7.06 Survival. MBI's right of first refusal granted under
Section 7.01 shall survive the term of this Agreement.
7.07 Transfers to Affiliates. Mallinckrodt may transfer all or
any shares of Common Stock or Other Common Stock to an Affiliate of
Mallinckrodt if, prior to the transfer, (i) the Affiliate provides MBI
with the Affiliate's written acknowledgement that it will be bound by
the restrictions in this Article 7 as if it were Mallinckrodt and (ii)

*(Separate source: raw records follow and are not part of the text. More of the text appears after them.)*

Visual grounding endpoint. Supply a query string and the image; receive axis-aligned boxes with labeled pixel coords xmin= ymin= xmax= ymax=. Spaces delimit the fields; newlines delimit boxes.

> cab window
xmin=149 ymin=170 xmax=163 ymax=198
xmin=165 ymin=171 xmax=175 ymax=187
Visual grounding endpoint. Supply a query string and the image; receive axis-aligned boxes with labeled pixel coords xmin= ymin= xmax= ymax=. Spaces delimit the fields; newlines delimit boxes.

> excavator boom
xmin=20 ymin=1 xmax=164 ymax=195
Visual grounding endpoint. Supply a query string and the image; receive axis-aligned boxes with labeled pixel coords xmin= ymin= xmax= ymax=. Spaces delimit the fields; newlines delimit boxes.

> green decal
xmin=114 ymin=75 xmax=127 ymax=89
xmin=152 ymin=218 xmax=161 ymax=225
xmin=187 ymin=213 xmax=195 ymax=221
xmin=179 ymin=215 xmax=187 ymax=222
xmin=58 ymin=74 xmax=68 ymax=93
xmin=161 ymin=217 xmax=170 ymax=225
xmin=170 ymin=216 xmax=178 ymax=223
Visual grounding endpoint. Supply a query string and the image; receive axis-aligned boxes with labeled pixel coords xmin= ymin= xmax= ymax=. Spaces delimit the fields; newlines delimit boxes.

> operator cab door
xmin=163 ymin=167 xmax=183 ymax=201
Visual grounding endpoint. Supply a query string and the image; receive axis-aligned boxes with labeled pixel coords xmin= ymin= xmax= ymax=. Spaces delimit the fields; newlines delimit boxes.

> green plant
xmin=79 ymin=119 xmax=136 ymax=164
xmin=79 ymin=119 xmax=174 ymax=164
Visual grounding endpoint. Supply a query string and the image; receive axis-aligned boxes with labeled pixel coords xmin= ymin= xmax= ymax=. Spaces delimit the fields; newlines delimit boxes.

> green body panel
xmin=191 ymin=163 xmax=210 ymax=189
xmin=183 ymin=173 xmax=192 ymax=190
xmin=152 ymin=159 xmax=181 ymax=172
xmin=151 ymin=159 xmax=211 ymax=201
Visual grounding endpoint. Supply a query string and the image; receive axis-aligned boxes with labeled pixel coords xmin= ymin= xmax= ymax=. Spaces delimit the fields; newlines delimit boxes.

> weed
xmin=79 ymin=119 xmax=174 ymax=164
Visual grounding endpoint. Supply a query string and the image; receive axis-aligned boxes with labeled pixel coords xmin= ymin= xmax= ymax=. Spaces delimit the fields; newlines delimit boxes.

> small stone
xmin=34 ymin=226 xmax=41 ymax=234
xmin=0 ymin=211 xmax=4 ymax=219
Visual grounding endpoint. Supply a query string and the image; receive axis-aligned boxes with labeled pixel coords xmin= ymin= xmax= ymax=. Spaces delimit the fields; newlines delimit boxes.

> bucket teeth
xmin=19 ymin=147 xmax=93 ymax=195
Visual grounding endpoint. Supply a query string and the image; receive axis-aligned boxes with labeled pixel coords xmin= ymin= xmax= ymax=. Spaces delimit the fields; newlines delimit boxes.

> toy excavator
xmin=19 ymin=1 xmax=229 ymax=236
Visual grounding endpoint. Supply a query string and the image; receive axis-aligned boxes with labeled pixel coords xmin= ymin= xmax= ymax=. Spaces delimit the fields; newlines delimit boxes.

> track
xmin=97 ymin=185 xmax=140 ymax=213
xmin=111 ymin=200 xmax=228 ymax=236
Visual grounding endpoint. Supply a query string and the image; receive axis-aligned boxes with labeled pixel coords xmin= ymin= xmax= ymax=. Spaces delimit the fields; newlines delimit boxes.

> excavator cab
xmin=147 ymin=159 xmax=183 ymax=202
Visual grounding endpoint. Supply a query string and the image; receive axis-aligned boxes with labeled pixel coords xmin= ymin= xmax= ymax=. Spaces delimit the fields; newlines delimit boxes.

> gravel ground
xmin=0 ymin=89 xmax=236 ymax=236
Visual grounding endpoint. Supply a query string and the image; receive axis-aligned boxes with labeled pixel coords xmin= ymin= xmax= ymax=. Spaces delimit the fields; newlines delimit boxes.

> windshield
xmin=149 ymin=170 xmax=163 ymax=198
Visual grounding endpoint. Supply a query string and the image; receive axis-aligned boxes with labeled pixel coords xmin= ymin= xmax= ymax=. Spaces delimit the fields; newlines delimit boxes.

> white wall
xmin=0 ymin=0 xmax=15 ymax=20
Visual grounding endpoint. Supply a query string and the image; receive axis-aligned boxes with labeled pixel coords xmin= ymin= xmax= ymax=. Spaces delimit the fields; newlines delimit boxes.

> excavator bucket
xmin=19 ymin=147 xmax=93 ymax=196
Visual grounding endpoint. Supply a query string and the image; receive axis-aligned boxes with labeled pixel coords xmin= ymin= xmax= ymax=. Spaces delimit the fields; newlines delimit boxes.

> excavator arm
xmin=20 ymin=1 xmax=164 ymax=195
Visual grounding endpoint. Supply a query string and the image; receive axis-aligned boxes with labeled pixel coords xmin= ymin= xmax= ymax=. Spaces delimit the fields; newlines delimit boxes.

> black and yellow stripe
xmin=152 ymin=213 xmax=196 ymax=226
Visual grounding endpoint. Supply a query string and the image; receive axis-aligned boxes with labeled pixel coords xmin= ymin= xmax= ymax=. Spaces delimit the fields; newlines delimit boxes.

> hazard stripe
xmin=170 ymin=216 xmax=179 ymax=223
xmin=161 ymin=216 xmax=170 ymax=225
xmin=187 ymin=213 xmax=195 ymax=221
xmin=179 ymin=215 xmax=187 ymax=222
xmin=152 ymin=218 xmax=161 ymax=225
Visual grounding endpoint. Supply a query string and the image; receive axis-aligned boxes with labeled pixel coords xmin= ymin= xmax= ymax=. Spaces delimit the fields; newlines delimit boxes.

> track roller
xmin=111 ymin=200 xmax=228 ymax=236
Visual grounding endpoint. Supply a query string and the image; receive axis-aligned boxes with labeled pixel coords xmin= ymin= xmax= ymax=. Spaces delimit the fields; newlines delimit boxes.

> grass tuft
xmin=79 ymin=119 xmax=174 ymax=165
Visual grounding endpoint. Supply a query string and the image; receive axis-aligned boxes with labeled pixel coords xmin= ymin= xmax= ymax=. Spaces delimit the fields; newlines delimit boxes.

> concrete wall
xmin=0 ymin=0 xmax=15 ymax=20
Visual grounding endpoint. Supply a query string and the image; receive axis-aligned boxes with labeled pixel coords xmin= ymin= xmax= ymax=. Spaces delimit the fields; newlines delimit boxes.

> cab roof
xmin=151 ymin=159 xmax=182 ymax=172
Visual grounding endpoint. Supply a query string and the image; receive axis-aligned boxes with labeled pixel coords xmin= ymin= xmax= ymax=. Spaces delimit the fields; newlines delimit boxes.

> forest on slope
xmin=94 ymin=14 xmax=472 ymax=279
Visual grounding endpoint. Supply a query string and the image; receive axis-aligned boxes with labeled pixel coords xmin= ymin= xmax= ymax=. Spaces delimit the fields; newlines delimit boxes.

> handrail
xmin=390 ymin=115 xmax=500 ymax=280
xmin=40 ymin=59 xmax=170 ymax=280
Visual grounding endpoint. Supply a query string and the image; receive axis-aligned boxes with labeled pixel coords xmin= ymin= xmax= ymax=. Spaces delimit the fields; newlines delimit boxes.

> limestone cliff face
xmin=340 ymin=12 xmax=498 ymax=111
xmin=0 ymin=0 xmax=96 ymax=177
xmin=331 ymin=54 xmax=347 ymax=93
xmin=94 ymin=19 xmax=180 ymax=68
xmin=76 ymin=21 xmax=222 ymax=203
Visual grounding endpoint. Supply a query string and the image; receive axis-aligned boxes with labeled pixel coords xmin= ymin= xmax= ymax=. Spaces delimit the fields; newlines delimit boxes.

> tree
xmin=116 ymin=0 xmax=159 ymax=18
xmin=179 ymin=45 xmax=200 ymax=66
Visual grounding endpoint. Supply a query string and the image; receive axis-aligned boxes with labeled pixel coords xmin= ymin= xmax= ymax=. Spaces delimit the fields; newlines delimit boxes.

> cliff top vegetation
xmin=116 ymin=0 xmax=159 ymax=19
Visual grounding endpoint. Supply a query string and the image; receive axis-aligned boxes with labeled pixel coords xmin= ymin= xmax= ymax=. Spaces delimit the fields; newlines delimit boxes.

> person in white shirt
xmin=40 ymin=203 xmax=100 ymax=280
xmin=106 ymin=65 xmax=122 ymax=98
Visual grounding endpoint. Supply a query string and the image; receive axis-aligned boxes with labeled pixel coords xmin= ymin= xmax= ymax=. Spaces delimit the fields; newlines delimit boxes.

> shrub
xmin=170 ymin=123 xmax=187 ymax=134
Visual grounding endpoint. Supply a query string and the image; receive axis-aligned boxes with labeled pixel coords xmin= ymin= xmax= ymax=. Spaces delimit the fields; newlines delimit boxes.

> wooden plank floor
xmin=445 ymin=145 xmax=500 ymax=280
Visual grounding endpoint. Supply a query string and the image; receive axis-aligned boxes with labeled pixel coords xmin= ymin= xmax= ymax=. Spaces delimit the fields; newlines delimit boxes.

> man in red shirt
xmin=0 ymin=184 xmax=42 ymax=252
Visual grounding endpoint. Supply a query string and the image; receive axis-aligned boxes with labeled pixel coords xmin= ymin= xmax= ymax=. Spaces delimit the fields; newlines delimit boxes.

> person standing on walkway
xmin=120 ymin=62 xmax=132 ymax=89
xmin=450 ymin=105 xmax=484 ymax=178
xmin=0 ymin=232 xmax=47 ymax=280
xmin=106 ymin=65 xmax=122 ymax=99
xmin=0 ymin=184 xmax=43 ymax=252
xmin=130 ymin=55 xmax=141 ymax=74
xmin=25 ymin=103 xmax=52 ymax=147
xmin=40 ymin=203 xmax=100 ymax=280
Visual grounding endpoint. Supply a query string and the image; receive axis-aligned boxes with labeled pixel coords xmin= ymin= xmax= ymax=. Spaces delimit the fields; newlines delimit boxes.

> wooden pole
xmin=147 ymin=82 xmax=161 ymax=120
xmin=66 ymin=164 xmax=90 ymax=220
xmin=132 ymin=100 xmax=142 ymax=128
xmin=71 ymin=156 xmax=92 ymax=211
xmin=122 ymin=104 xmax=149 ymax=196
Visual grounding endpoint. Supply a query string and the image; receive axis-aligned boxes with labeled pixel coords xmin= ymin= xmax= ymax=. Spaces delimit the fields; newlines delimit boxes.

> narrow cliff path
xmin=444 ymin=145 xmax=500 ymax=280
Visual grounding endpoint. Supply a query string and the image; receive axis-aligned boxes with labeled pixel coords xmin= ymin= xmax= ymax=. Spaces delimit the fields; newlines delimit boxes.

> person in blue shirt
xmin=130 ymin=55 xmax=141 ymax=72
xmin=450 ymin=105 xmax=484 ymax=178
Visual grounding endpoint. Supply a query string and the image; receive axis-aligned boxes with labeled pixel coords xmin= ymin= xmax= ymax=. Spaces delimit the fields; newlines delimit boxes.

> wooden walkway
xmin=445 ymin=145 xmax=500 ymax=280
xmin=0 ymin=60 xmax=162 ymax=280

Mallinckrodt provides MBI with an opinion of counsel, satisfactory to
MBI in its reasonable discretion, to the effect that the shares may be
transferred to the Affiliate without registration under the Securities
Act or the securities laws of any state.
ARTICLE 8
REGISTRATION RIGHTS
8.01 Piggy-back Registration. If at any time MBI proposes to
register any of its common stock under the Securities Act in
connection with the public offering of such securities on a form that
would also permit the registration of the Registrable Shares, MBI
shall, at such time, promptly give the Holders written notice of such
determination. Upon the written request of any Holder given within 20
business days after receipt of any such notice by the Holder, MBI
shall use its best efforts (subject to MBI's right to decide for any
reason not to proceed with the public offering and MBI's exercise of
its right of first refusal under Section 7.01) to cause to be
registered under the Securities Act all of the Registrable Shares that
each such Holder has requested be registered.

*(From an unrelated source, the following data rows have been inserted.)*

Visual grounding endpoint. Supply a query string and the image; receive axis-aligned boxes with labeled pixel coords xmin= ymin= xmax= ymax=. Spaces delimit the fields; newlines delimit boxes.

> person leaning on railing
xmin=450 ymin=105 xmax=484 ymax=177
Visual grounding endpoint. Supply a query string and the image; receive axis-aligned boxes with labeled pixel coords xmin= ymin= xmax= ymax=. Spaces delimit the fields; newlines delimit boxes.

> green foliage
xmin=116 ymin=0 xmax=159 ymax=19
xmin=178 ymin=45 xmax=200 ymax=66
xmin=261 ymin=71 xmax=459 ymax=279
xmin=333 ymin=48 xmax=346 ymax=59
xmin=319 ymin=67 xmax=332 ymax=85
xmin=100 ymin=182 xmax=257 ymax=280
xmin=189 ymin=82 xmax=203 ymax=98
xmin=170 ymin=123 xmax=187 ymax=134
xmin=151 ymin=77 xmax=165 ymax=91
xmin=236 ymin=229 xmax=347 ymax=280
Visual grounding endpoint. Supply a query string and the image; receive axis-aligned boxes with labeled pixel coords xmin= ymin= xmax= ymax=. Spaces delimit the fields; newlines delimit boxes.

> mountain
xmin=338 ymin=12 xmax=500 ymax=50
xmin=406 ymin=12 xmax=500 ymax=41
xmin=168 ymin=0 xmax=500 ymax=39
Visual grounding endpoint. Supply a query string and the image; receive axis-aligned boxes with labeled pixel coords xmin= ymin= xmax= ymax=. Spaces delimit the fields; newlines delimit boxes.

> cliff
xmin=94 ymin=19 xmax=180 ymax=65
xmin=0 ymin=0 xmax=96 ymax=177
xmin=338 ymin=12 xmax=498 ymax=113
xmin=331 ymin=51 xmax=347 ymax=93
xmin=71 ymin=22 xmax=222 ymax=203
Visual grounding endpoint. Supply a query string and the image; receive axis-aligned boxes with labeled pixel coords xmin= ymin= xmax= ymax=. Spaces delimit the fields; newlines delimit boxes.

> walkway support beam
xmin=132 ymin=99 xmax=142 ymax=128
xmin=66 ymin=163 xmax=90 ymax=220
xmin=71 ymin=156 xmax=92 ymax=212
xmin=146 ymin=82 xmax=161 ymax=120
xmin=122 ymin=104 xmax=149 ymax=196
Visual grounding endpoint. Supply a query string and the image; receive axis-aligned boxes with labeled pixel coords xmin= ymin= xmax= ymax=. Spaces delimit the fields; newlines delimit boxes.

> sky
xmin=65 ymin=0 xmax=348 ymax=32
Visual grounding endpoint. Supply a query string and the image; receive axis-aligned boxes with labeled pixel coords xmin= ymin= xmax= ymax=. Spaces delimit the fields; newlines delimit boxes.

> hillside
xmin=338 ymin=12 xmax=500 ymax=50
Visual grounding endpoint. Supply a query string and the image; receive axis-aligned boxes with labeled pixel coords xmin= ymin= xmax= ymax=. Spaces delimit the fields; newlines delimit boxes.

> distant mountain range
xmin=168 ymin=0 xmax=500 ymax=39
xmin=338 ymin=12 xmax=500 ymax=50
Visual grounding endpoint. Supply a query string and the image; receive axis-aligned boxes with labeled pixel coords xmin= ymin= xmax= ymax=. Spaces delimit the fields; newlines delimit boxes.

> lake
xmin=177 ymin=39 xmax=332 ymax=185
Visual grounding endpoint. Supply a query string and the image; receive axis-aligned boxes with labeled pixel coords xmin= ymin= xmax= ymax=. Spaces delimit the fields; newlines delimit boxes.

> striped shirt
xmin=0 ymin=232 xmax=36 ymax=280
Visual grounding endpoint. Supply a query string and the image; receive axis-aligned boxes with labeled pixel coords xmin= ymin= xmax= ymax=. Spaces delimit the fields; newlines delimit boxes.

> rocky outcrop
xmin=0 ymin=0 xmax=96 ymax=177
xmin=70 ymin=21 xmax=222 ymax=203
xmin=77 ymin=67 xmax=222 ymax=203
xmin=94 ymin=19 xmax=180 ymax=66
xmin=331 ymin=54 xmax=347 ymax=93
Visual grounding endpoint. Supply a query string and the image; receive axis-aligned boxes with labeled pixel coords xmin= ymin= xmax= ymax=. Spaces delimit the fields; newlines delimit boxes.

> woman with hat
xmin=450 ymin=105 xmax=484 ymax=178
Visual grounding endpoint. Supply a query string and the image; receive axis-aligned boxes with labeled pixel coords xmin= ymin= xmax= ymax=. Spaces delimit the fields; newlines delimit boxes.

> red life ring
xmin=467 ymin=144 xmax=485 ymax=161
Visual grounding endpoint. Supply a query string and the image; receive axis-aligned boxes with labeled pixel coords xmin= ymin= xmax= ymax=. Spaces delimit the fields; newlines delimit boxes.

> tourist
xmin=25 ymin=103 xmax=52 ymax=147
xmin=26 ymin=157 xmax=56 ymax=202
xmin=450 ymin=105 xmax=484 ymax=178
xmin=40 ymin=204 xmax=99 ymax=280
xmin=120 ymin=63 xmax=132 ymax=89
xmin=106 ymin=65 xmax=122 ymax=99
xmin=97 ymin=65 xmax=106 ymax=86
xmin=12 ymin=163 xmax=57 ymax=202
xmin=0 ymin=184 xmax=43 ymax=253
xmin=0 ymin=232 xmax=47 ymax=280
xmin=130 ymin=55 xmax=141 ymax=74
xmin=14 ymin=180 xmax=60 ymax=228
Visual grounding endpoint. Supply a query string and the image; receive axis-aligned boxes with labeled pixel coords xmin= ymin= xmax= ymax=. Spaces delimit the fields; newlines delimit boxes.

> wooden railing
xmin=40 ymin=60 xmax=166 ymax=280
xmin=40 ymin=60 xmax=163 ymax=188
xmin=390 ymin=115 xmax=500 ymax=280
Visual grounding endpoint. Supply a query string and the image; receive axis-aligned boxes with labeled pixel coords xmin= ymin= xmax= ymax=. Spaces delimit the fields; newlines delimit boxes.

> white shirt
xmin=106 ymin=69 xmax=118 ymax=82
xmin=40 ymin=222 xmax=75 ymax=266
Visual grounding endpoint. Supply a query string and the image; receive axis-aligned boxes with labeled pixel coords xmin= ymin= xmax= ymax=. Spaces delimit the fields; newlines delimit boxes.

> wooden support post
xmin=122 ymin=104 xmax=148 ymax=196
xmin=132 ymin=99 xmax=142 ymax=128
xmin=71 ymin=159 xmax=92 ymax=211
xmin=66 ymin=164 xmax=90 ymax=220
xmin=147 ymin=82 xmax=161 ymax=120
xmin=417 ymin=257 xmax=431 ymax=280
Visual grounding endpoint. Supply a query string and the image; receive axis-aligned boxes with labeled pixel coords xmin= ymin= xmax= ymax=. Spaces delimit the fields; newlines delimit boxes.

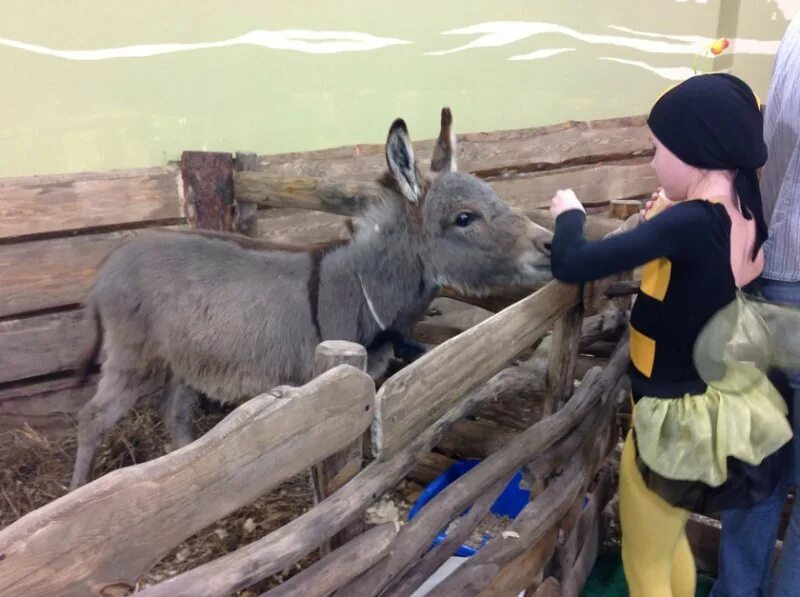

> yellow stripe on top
xmin=640 ymin=257 xmax=672 ymax=301
xmin=628 ymin=325 xmax=656 ymax=378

If the registration of which MBI gives notice is for a registered
public offering involving an underwriting, then MBI shall so advise
the Holders as a part of such written notice. In such event, the
right of any Holder to registration pursuant to this Section 8.01
shall be conditioned upon such Holder's agreeing to participate in
such underwriting and the inclusion of such Holder's Registrable
Shares in the underwriting to the extent provided herein. All Holders
proposing to distribute their securities through such underwriting
shall (together with MBI and the other holders distributing their
securities through such underwriting) enter into an underwriting
agreement in customary form, and upon the terms agreed upon between
MBI and the underwriter, with the underwriter selected for such
underwriting by MBI. Notwithstanding any other provision of this
Section 8.01, if the underwriter reasonably determines that inclusion
of such shares will jeopardize the success of the offering, then the
underwriter may exclude some or all Registrable Shares from such
registration and underwriting in accordance with the provisions of
this Section 8.01. MBI shall so advise all Holders and the other
holders distributing their securities through such underwriting, and
the number of Registrable Shares and other securities that may be
included in the registration and underwriting shall be allocated among
the Holders and the other holders (excluding MBI), in proportion, as
nearly as practicable, to the respective amounts of securities
proposed for inclusion in such registration by each such Holder and
other holders at the time of filing the Registration Statement;
provided, however, in no event shall the number of Registrable Shares
included in the offering be reduced below 25% of the aggregate number
of Registrable Shares that all Holders request MBI to include in the
offering. If any Holder or other holder disapproves of the terms of
any such underwriting, then he may elect to withdraw therefrom by
written notice to MBI and the underwriter. Any securities excluded or
withdrawn from such underwriting shall be withdrawn from such
registration. Subject to the foregoing, MBI and the underwriter
selected by MBI shall make all determinations with respect to the
timing, pricing and other matters relating to the offering.
8.02 Demand Registration.
(a) At any time after the fourth anniversary of the date of
this Agreement, Holders of Registrable Shares shall have the right
to request MBI to use its best efforts to effect a registration of
the Holders' Registrable Shares under the Securities Act on the
Commission's Form S-3, subject to the following limitations and
conditions and the limitation in Section 8.02(c):
(1) Each request for registration shall be in writing and
shall specify the number and character of the Registrable
Shares requested to be registered and the intended method of
disposition of those shares.
(2) MBI shall not be required to effect more than three
registrations under this Section 8.02.
(3) MBI shall not be required to effect a registration
pursuant to this Section 8.02 unless the number of Registrable
Shares requested to be registered (taking into account
Registrable Shares requested to be registered following MBI's
notice to all Holders in accordance with Section 8.02(b))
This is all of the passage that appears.